For now, the EU is “determined to stay the course” and continue its efforts to cut deficits across the 27-nation union, while also honoring commitments made to Greece, Van Rompuy told reporters yesterday before the Group of Eight summit. At the same time, he defended the EU’s ability to take further actions as necessary.
“We will do whatever needed to guarantee the financial stability of the euro zone,” Van Rompuy said, speaking at Camp David, the presidential retreat outside Washington.
The European leaders will need to reassure their G-8 counterparts that they are doing enough to contain financial turmoil that has spread from Greece to Ireland, Portugal and Spain. Almost $4 trillion was wiped from global equity markets this month amid speculation that Greece will exit the euro, and recession and loan losses led Moody’s Investors Services May 17 to downgrade 16 Spanish banks.
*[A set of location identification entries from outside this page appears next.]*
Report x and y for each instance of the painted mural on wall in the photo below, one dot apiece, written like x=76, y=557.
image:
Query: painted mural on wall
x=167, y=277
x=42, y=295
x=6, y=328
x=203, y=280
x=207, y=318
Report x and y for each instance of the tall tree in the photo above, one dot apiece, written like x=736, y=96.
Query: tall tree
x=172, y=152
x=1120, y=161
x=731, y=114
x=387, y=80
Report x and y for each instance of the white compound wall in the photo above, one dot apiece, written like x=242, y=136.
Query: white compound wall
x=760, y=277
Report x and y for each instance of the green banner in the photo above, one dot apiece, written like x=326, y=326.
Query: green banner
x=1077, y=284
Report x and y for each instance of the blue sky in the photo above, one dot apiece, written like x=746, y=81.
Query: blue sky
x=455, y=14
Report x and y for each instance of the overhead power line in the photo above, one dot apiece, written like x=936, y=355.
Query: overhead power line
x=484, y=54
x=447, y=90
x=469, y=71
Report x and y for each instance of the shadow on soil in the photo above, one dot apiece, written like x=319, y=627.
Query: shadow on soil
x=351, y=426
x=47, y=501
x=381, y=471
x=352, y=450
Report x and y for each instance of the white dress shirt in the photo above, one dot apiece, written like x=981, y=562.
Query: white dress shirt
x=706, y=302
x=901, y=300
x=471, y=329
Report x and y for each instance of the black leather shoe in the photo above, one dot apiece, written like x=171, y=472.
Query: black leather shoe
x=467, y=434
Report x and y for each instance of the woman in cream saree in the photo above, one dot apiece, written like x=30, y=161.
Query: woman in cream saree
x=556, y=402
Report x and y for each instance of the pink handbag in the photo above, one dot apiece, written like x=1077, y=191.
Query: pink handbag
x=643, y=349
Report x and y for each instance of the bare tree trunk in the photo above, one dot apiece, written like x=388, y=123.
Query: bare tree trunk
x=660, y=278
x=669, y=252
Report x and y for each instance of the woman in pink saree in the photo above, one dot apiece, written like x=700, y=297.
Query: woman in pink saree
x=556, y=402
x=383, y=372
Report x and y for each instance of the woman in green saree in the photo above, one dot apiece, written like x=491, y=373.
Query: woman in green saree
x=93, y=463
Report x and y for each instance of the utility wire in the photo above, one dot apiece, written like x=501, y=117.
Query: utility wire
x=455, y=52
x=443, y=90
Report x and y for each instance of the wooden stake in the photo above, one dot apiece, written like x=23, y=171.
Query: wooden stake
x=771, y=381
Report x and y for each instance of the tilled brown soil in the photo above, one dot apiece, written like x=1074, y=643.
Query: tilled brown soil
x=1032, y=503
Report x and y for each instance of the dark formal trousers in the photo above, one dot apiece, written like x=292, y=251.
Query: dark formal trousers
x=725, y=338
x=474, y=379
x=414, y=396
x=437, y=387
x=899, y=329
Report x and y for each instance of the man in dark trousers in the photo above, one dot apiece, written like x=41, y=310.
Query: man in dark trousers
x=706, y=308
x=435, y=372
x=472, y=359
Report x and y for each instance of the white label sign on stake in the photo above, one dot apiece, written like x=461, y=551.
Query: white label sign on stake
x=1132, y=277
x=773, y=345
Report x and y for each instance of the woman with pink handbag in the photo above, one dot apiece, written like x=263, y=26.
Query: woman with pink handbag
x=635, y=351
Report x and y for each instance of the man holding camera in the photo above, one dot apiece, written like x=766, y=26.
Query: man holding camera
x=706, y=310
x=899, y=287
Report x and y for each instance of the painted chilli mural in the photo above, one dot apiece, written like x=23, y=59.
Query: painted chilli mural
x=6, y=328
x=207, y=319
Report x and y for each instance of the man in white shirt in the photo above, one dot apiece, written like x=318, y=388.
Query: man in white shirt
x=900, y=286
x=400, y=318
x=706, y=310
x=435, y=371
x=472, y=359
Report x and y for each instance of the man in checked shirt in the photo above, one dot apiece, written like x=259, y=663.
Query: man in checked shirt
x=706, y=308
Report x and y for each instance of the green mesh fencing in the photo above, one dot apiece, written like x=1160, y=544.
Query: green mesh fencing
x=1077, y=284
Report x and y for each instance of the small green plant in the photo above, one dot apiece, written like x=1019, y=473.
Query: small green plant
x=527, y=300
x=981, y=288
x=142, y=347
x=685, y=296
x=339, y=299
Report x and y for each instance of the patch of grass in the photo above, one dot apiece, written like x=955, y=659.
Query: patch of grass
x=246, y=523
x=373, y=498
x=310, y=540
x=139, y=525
The G-8 includes the U.S., Canada, the U.K., Germany, France, Italy, Japan and Russia. The EU also has two seats. Barroso said the euro area has consistently taken whatever actions are needed to deal with the crisis, overhauling its economic governance and changing course when necessary.
“Sometimes these efforts are underestimated,” he said at the Camp David news conference. For example, he said, the euro area created the 500 billion-euro ($639 billion) European Stability Mechanism, a rescue fund that is due to start in July, as part of the bloc’s financial firewall.
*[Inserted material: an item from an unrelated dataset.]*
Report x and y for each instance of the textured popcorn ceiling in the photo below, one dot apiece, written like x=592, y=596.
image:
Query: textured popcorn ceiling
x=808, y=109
“That was completely unthinkable two years ago, and it was done in the middle of the crisis,” Barroso said.
EU leaders will press forward on efforts to jump-start economic growth at a May 23 dinner in Brussels, followed by a formal summit in June. Barroso said the group aims to move ahead with proposals to strengthen the European Investment Bank and to make investments to spur job creation.
“Plan A” is for Greece to stay in the euro zone, Barroso said, declining to discuss planning around other scenarios. At the same time, the leaders said Greek authorities need to keep meeting the EU’s aid conditions as they seek to form a government.
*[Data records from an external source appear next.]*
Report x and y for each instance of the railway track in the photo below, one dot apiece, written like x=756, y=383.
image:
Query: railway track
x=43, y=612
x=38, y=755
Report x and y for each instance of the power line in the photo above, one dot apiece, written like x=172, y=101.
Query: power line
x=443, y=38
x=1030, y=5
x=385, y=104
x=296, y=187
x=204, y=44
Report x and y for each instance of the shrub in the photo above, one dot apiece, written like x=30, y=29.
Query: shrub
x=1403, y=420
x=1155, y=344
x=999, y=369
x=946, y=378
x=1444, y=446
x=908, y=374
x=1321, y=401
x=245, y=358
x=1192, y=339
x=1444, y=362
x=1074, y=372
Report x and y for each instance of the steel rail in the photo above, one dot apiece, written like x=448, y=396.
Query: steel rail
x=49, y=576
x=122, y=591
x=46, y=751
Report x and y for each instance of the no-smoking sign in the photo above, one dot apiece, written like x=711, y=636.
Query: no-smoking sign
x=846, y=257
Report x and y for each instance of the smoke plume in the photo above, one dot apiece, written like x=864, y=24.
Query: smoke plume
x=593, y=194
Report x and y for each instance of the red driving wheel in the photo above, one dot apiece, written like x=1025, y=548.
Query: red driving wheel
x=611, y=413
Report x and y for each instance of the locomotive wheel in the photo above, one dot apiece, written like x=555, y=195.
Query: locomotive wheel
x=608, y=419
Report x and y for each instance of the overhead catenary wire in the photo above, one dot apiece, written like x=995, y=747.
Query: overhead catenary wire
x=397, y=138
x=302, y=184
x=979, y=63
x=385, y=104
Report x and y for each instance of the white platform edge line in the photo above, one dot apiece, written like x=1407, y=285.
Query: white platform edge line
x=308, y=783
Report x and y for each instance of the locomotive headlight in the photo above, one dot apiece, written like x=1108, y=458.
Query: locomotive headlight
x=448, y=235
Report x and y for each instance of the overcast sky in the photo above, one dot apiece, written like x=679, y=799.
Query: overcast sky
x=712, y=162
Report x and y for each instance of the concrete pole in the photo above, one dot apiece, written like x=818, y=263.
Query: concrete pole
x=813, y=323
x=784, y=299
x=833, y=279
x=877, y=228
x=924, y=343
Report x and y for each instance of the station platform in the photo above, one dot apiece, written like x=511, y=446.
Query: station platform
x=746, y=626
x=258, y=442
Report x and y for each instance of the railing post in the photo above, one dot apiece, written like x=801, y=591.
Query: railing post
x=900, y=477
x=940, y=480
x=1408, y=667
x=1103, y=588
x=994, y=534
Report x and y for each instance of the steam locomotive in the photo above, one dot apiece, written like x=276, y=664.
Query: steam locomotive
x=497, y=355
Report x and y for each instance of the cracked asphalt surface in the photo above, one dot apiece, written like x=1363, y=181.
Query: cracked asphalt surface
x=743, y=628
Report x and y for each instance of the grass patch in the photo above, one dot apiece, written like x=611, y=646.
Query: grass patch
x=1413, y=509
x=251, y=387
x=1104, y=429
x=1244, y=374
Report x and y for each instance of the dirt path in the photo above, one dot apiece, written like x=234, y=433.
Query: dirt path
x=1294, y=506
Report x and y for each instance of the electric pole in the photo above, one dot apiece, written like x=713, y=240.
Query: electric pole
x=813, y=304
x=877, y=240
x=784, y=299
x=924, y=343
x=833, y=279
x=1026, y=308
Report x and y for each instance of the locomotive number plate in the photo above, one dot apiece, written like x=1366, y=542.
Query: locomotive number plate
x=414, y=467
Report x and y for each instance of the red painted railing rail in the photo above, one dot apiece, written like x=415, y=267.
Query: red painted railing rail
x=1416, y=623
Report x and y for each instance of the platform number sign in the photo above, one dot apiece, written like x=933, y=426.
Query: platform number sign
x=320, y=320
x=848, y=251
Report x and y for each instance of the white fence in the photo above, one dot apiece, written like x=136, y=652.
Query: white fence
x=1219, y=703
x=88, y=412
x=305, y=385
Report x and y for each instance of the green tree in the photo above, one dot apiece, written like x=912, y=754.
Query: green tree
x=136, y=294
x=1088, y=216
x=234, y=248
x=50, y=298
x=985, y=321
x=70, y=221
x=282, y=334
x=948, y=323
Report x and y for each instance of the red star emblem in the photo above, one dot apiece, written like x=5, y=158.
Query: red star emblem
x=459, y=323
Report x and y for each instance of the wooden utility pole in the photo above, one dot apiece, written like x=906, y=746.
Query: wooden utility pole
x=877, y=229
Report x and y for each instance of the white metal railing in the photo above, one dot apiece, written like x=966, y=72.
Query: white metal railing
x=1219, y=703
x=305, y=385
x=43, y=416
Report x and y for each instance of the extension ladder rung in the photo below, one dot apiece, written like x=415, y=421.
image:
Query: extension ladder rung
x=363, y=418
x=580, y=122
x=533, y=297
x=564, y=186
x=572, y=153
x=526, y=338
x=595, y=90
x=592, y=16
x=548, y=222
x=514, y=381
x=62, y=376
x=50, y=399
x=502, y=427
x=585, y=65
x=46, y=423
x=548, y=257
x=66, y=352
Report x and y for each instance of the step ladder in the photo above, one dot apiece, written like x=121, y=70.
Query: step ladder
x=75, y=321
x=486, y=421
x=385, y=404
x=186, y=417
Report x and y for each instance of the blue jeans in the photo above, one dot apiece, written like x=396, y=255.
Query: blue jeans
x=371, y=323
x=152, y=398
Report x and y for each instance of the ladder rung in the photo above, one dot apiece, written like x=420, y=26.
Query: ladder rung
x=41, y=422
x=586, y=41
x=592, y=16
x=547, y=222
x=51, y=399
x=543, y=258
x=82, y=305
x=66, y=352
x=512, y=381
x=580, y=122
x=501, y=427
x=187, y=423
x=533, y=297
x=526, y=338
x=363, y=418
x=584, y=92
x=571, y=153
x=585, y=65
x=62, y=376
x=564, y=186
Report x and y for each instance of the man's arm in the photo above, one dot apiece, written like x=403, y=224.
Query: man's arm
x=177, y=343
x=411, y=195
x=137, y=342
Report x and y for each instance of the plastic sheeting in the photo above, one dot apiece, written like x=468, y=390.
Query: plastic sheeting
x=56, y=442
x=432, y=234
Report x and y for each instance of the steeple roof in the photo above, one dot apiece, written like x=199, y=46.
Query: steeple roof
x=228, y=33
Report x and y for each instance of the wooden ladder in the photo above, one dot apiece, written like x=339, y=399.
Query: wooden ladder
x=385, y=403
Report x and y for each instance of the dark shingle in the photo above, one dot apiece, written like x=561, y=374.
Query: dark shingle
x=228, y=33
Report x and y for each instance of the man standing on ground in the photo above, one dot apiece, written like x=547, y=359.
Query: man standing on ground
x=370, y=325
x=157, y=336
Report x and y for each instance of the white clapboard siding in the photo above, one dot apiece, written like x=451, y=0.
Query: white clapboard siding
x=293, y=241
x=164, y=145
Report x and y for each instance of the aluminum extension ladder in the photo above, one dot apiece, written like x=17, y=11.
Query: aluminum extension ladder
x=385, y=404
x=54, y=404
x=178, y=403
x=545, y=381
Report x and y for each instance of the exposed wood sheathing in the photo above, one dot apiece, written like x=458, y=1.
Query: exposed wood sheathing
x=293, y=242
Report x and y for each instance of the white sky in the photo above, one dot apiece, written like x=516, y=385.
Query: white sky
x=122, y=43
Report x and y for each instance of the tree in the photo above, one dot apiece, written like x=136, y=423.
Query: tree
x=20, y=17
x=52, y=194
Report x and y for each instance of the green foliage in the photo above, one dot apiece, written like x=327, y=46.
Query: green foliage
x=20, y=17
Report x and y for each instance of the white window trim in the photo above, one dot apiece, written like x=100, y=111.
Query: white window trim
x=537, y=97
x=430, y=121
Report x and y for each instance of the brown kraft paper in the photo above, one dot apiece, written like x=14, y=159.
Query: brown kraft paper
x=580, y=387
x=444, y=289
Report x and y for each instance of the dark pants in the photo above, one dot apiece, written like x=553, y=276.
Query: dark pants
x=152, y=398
“As regards Greece, I do not hide my concern about the current political uncertainty,” Van Rompuy said. “Continued reform is the best guarantee for the Greek economy and for the future of the Greek people in the euro area.”
Van Rompuy said that Spain and Italy are making progress on efforts to shore up their economies. “I am confident they will succeed,” he said.
The EU leaders also will talk with President Barack Obama about whether there will be any need to tap strategic petroleum reserves to combat potential spikes in oil prices. The subject is being discussed as the U.S. and its allies prepare for the imposition of an EU embargo on Iranian oil that’s set to begin July 1.
Crude oil for June delivery fell $1.08 to $91.48 a barrel on the New York Mercantile Exchange, the lowest settlement since Oct. 26. Prices retreated 4.8 percent this week, and are down 7.4 percent this year.
“If there is a major risk, we are supporting the idea that something can be done,” Barroso said. “If there are high and volatile prices of oil, they could have a negative impact on the economic prospects globally.”